Tuesday, August 5, 2008

Even More Of What The Docter Ordered...


Bill Desowitz, over at Animation World Magazine has an interesting interview with "Up" director Pete Docter.

Seems Pete's been doing the rounds lately...

5 comments:

Kevbot said...

Not really related to this post, but I wanted to know if you were going to discuss Wall-E going past 200 million this past weekend, and how people aren't calling it a failure (as they were with The Incredibles and Ratatouille, even though they ended up making more)? I'm VERY eager to hear your thoughts on all this.

Anonymous said...

At what week did “Alvin and the Chimpmunks” pass the $200 million mark? It’s been a pretty good indication of how well a “family film” will finish after the dust has settled. It looks like “Panda” has unfortunately dusted everybody. What’s happening to the Pixar market place…? Maybe we need to kiss the good ‘ol days of being the “top dogs” as far as box office…especially with the newer original “adult” fare. Blasted kids! Garrett

Anonymous said...

Actually based of tracking Wall-E will still end up making between 210-220 domestically still lower than cars and but higher than Rattouille, Once boxofficemojo.com begins posting international numbers again in mid August we will know how it did internationally it has a staggered released date so some of its profits wont be known for a while I still expect to bring 450 between international and domestic

Anonymous said...

I agree WALL-E won't do better than Ratatouille outside the US which made almost $415 million in foreign box. Boxofficeguru has WALL-E @ $95 million international by Aug 5. Australia and Japan get WALL-E in Sept (Aus) and Dec (Japan) which should help. But I don't see it doing $320 million.

Anonymous said...

Wall*E is going to perform fine at the box office, probably in line with Kung Fu Panda's overall box office . . . because both are excellent films. I was really pleased to see a film like Kung Fu Panda, which shows another studio can make a successful film without going overboard with the pop-culture references, ala Shrek.

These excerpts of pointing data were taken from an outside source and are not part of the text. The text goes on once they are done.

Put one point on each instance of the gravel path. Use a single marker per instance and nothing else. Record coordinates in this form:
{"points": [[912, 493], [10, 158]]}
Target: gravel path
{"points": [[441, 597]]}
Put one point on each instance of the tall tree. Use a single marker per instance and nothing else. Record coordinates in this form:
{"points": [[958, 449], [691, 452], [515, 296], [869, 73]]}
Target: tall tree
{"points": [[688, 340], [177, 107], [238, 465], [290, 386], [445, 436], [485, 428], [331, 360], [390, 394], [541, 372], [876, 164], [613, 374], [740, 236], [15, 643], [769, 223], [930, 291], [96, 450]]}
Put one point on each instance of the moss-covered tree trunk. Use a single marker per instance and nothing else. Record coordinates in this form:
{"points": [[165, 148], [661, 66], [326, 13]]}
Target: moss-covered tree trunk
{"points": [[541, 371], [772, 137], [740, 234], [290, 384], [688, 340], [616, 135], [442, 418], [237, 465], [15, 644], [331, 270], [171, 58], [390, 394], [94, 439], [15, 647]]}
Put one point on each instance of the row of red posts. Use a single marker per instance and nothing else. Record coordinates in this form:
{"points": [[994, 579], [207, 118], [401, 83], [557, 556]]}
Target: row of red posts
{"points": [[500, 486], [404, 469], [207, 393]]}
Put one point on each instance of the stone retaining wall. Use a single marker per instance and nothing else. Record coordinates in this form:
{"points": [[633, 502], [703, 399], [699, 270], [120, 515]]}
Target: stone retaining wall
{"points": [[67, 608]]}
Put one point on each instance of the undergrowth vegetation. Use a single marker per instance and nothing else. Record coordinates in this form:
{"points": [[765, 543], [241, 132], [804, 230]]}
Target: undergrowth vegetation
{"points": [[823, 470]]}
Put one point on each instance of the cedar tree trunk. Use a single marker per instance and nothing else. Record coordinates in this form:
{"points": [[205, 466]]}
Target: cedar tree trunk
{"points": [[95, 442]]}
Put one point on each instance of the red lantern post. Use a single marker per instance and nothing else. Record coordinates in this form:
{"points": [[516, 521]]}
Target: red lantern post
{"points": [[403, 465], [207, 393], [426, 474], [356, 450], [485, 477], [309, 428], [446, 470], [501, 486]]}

As far as Pixar's future box office, Pixar has franchises. Cars 2 will almost certainly outperform Cars, and Toy Story 3 is almost guaranteed to tear it up at the box office, no matter what. And I'm positive that an Incredibles 2, were it ever to be made, would outperform (adjusted for inflation) Incredibles, given the number of fans that movie has generated from DVD, rentals, pay-per-view, cable and now several showings on the Disney Channel.

For most of their untested properties, they'll just have to satisfy themselves with a worldwide box office of around $400 million, plus DVD sales, merchandising, comic books, video games, etc., etc.

The real unknowns for Pixar/Disney right now are how the traditional 2D animation (I was underwhelmed by the Frog & the Princess teaser) and live action, ala 1906, will perform in the modern marketplace. But I have a lot of faith in Lasseter and, in regards to 1906, I am super-confident in Bird, and I'll go see anyting he does . . . as long as he doesn't go all wonky on me, like M. Night Shyamalan did. Even then, I gave M. Night like 3 films to completely disappoint me before I gave up on him entirely.